Vormittag. Erstes Gespräch, ich weine vor ihm, endgültigen Test bestanden, dann sagt er: Sie sind krank und in Bezug auf das Ausschleichen bzw Absetzen des Medikaments: (…) da ist es normal, dass Sie dünnhäutig sind. Vergesse das mit dem krank sein immer wieder, aber bei manch anderen Krankheiten merkt man auch nur die schlimmen Phasen. Blättern im Notizbuch, das ich in der Klinik führte: die 30 werde ich nicht erleben. Erschrecken. Kann man das vergleichen mit Schnupfen, Reizhusten und Tuberkulose?
Ich fühle mich sehr zu viel. Nennen wir das Selbstschutz und beginnen wir mit einer Verknappung der Sprache. Schon längst begonnen und umgesetzt. Konsolidierung. Heute: Eingangsbestätigung des Antrags auf Zulassung. Bitte sei einmal einfach nur genug.
Der Himmel läuft goldgelb an im Sonnenuntergang. Das sieht man Dank der Innenhoffassade, die mich anblickt. Werde noch bis mindestens Februar hier wohnen bleiben. Muss mein Leben erst noch ersehen.
Wollte eigentlich Christa, Herrndorf und Helene Weigel auf dem Dorotheenstädischen besuchen gehen. Zu kalt, zu windig, das herausschwemmende Moclobemid hat schon genug Dienst getan.

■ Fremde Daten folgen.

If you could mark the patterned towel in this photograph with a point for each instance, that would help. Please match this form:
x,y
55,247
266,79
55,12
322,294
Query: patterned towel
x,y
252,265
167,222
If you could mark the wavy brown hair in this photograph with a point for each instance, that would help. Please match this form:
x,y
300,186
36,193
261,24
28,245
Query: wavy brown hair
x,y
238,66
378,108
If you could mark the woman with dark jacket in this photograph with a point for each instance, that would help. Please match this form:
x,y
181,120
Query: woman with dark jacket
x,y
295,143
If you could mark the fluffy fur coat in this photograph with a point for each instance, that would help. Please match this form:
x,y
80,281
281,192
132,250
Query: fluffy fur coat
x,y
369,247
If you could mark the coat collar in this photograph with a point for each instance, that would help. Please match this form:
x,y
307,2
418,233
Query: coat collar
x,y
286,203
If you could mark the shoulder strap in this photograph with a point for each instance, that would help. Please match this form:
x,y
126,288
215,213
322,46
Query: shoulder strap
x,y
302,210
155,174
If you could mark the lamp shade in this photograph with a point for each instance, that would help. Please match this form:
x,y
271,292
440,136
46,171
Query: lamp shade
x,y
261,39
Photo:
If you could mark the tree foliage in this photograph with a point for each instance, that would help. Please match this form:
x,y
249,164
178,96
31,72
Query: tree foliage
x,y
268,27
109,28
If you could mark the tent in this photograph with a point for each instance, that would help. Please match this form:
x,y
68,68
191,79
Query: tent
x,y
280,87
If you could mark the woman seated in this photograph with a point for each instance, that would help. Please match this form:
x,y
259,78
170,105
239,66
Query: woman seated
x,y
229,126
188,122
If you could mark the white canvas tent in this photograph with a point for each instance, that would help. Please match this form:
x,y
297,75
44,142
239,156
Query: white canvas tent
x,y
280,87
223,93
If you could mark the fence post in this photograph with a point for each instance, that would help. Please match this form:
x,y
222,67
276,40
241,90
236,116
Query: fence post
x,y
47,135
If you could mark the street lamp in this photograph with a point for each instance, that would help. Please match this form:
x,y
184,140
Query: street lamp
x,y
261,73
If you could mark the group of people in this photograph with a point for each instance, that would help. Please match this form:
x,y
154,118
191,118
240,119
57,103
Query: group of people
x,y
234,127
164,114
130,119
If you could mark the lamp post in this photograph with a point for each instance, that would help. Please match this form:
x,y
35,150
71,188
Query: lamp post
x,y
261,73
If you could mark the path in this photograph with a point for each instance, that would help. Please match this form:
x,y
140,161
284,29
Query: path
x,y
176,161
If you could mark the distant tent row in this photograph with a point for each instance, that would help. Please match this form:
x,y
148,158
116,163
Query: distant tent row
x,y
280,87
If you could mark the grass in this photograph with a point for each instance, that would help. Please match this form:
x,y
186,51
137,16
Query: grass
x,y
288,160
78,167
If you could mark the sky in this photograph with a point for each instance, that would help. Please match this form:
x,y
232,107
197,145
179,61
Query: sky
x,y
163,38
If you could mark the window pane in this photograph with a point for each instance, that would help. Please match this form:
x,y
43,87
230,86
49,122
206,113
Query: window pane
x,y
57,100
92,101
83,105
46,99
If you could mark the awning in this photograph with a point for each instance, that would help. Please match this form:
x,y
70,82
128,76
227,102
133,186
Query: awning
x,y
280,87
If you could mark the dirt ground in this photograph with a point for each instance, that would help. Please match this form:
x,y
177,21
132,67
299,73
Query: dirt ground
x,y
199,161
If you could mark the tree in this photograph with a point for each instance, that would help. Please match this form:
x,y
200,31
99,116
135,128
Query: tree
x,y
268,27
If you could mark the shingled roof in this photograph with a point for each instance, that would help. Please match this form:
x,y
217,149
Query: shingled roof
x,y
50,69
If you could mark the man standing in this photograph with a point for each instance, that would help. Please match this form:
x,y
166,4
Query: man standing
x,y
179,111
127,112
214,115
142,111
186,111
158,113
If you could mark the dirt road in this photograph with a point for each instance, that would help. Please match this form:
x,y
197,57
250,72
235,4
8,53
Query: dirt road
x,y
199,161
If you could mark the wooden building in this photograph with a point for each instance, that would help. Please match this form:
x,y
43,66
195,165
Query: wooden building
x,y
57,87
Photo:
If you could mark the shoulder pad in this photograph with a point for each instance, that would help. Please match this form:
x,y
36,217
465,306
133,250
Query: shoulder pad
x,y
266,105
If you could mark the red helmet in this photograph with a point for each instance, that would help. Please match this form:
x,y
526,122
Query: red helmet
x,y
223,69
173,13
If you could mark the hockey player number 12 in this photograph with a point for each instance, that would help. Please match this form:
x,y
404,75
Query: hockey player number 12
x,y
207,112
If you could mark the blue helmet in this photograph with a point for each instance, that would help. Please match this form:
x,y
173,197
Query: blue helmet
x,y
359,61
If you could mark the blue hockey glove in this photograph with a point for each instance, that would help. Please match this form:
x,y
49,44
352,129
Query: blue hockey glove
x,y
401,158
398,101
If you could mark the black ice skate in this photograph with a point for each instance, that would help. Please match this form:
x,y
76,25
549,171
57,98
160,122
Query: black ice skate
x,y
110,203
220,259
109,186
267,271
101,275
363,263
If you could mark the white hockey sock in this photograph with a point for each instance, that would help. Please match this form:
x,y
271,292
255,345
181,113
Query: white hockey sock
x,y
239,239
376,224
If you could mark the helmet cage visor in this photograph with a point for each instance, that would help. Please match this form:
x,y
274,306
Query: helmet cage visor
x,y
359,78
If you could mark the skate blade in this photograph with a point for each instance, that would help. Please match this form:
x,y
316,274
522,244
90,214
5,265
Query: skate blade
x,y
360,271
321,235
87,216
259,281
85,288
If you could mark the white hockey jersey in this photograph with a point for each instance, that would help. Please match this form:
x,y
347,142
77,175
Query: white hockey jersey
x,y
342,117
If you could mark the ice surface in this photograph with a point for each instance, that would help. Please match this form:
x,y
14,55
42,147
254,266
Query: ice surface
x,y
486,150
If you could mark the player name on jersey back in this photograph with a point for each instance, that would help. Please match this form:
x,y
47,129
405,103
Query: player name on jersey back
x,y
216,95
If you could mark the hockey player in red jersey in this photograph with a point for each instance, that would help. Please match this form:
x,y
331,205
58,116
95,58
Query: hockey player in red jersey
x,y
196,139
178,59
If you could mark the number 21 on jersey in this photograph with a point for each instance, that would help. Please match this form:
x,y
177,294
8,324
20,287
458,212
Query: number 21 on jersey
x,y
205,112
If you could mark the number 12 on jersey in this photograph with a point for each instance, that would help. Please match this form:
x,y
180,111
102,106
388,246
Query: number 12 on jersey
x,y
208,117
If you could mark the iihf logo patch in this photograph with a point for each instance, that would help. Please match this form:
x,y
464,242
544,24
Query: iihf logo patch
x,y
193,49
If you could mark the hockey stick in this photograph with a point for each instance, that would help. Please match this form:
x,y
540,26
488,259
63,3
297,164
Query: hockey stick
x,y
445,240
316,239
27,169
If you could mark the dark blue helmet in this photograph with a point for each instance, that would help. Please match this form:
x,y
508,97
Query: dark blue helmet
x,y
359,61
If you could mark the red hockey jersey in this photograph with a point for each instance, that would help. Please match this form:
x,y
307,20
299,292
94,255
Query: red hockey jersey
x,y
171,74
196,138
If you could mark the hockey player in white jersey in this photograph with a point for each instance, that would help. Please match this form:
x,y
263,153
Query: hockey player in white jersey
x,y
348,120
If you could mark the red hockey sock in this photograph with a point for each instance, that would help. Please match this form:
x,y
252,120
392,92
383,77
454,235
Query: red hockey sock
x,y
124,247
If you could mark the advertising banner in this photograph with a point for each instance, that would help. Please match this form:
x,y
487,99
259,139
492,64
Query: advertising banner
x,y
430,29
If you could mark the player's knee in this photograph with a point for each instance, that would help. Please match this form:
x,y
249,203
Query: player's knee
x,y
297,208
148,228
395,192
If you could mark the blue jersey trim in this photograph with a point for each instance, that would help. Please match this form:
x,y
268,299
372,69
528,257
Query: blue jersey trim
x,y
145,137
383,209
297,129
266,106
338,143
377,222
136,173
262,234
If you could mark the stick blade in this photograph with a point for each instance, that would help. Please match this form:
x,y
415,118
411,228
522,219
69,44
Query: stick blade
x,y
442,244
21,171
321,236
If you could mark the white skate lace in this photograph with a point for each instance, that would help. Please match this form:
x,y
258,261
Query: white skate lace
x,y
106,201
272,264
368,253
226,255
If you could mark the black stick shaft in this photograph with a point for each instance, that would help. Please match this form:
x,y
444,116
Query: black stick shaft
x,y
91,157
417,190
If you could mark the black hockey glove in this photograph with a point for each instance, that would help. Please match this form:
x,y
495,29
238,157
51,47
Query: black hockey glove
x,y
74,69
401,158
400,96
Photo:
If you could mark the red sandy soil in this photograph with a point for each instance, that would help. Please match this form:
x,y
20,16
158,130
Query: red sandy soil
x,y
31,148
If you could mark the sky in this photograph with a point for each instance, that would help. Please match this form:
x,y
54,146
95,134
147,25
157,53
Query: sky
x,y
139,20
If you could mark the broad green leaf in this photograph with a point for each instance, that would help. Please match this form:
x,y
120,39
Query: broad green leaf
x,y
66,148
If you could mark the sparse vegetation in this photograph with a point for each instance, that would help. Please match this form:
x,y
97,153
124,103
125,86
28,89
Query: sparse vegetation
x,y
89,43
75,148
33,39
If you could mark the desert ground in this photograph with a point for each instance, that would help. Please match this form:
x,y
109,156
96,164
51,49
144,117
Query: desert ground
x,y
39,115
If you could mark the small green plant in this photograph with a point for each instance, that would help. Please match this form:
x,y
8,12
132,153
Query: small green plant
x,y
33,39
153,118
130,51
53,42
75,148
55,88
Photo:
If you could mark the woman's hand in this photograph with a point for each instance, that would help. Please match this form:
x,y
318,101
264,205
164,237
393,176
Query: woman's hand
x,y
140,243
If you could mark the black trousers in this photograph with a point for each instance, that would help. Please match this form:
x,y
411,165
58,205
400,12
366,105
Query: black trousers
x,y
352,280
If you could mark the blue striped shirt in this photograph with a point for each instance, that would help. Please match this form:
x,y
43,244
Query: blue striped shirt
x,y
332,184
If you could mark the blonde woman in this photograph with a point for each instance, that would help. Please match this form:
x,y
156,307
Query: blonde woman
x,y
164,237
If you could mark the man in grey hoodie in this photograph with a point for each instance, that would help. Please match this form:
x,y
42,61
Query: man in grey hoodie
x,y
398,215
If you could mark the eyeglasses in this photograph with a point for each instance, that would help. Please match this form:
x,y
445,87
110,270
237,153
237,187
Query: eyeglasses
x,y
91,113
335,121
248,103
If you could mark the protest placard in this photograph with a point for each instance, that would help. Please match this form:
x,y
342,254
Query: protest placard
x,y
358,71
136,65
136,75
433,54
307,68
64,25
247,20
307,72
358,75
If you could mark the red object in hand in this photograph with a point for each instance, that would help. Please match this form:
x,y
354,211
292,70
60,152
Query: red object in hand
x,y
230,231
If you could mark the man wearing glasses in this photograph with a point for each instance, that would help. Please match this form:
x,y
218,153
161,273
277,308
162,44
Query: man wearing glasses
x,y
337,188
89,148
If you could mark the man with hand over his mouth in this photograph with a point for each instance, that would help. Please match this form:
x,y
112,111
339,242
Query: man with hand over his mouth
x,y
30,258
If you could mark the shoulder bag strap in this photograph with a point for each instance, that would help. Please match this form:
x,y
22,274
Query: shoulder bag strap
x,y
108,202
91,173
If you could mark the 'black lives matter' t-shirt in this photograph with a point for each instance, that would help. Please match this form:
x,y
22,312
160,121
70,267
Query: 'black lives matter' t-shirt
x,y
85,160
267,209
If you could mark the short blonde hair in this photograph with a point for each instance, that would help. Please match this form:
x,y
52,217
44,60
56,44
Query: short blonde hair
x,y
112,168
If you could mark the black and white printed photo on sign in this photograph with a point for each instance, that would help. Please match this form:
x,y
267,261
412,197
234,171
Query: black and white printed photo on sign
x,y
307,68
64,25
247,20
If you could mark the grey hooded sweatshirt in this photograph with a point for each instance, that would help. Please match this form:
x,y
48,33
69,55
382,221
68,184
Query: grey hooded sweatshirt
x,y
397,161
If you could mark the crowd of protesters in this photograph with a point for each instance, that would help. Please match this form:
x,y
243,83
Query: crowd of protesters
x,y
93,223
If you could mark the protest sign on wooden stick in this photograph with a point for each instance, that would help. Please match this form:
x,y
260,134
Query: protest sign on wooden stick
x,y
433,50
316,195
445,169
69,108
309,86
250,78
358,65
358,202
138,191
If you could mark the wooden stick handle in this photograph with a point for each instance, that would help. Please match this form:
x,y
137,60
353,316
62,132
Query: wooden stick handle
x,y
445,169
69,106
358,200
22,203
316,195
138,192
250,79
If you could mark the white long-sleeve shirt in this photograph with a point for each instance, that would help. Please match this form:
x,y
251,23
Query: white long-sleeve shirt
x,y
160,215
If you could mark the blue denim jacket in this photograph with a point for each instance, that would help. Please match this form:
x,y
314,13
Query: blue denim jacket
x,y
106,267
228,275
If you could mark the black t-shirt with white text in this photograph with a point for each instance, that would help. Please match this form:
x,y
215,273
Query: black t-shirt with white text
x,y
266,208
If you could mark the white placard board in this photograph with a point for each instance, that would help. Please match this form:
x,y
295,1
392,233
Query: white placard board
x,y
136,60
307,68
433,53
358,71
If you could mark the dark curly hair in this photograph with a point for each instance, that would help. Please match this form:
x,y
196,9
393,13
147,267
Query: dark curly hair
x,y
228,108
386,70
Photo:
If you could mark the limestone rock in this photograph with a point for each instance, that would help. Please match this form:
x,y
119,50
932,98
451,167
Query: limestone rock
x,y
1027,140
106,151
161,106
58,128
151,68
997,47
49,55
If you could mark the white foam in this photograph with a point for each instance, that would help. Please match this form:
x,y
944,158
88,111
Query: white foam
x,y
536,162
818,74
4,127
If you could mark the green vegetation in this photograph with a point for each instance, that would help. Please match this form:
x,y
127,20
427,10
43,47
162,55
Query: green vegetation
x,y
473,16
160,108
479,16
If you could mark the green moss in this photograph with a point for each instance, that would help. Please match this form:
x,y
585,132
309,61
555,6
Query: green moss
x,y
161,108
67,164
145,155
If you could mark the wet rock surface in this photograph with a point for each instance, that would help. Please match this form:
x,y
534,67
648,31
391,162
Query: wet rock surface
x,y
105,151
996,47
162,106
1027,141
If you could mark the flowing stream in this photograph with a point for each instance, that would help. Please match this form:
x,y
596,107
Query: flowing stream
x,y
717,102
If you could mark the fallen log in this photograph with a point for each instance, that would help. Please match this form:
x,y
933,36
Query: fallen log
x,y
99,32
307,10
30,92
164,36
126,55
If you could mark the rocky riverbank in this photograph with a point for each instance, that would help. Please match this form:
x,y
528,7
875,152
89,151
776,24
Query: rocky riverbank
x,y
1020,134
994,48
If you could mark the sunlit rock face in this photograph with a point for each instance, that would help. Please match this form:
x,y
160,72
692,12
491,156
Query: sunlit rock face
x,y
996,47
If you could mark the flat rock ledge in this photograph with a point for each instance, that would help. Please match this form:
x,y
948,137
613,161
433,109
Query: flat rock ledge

Manche Menschen sind vom Körperbau her groß, im Inneren aber sehr klein, bei manchen ist es umgekehrt. Selbstschutz ist mir derzeit einfach wichtiger als Etikette. Mag mir momentan nur von meinem Therapeuten im Inneren herumwühlen lassen; reden und erklären kann man, das ist kein herumwühlen. An alle Kopfschüttler: lauft mit meiner Biografie, meinem Empathie-/ & Sensibilitätslevel und meinen bisherigen zwischenmenschlichen Erfahrungen mal zehn Tage in meinen Schuhen durch die Stadt (und tragt dazu noch ein riesiges schwarzes Loch im Kopf und teilweise unnötige Schuldgefühle, die aber größer sind als die Milchstraße mit euch herum) – dann können wir gerne über Selbstschutz debattieren. Wer mich darüber hinaus, deswegen oder wegen was auch immer, zurücklassen will, soll das tun. Ich lerne gerade laufen und versuche mich selbst im Zwischenmenschlichen einem Normal anzunähern, das mir jedes Mal viel Kraft abverlangt (aber ohne meine engsten Vertrauten und Freunde nicht umzusetzen wäre – ich bin für jeden Einzelnen von euch dankbar). Ich habe früher nicht gelernt, wie das alles funktioniert. Jeder Tag ein Zurückkämpfen. Er sagte heute vormittag: Sie bekommen sehr viel hin, aber in einer Sparte sind Sie defizitär, der Selbstversorgung – und da sprechen wir alle Ebenen an. Sie dürfen sich anschauen, was alles funktioniert. Sie funktionieren. Ich funktioniere. Funktioniere. Funktion. Routine gesucht, erarbeitet, erkämpft.
Arbeit und Struktur.
I’m empty but
I’m never alone
(Sophie Hunger – Supermoon)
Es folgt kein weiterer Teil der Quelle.